Behavioral and Physiological Significance of PKC-mediated Phosphorylation of the GluN2A C-terminus
thesisposted on 21.10.2015, 00:00 authored by Deebika Balu
Activity-dependent plasticity in N-methyl-D-aspartate receptor containing synapses could be regulated by phosphorylation of specific amino acids in the C-terminal domain of the receptor subunits. Previous experiments done in our lab established that the phosphorylation of the serines (S1291 and S1312) directly by PKC and tyrosines (Y1292 and Y1387) indirectly via PKC activation of Src positively modulate the receptor currents. To understand the behavioral and physiological significance of those sites in vivo, the Grin2aDeltaPKC mouse expressing GluN2A with those four mutated amino acids (S1291A, S1312A, Y1292F and Y1387F) was generated using homologous recombination. The Grin2aDeltaPKC and WT mice were similar in their body weight, and general activity. They also have similar expression levels of Grin2a mRNA, and GluN2A protein. The Grin2aDeltaPKC mice alternated above chance levels in a four-arm and Y maze spontaneous alternation tasks, while they alternated at levels lower than WT mice only in the Y maze. The mutants also have decreased alternation in a non-reinforced T maze alternation task. Thus, the mutant mice may have a mild spatial memory deficit. When these mutant mice were subjected to anxiety-associated tasks, they exhibited reduced anxiety-related behaviors such as increased time spent in the center of an open field, increased time in lit side of light/dark box, and increased entries and dwell times in the open arms of an elevated plus maze. Immunostaining for Fos in the hippocampus after exposure of the animals to novel environments shows region specific differences between the mutants and WT mice.
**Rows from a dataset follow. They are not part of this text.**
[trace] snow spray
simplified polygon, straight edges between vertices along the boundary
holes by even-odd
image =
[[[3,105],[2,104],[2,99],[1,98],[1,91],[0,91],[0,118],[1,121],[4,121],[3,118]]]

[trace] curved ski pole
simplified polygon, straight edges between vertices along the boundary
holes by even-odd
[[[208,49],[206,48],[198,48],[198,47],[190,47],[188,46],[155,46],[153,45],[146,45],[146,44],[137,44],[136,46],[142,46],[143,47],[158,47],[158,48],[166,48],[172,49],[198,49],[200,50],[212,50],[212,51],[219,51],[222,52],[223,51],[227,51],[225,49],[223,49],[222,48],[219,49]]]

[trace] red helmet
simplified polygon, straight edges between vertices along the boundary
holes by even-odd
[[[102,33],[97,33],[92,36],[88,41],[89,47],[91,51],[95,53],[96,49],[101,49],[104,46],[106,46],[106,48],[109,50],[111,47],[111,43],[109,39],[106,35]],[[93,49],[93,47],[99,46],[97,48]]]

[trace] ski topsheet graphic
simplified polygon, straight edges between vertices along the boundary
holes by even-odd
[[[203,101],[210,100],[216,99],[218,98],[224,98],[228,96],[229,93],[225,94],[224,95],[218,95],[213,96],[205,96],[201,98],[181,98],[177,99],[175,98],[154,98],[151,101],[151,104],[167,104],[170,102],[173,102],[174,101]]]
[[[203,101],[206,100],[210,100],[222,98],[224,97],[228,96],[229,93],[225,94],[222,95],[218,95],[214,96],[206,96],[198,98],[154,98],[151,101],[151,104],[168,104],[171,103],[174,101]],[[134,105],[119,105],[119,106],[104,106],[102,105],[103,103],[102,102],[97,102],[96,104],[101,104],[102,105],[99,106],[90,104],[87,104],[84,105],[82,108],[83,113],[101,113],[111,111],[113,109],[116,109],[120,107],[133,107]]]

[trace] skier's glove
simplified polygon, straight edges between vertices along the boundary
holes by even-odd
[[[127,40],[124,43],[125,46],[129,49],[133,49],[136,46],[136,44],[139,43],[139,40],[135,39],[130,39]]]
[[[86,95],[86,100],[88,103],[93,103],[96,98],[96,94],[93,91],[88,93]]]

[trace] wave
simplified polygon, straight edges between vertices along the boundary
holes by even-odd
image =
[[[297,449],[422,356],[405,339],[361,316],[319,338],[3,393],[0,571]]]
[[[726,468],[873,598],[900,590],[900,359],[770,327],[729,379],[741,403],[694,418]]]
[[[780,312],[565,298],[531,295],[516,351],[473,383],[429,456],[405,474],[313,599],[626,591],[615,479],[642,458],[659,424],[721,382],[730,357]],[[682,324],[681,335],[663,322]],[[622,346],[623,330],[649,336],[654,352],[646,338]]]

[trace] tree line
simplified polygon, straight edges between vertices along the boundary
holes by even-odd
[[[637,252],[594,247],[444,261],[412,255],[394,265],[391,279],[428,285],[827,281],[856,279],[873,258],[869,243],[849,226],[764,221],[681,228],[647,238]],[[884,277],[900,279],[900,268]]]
There was no increase in Fos levels in mutants after exposure to novel environments in CA1 and CA3 compared to home-cage Fos levels, in contrast, Fos levels increased in the WT mice in CA1, CA3 and dentate gyrus. When the Schaffer collateral-CA1 synapses of mutant hippocampal synapses were stimulated using a theta-burst protocol, it was found that there was no impairment in LTP. Also, the mutant mice showed no significant differences in input-output curves and paired-pulse facilitation. Taken together, these results suggest that PKC-mediated phosphorylation of at least one of those four sites regulates NMDAR-mediated signaling that modulates anxiety, and spatial working memory.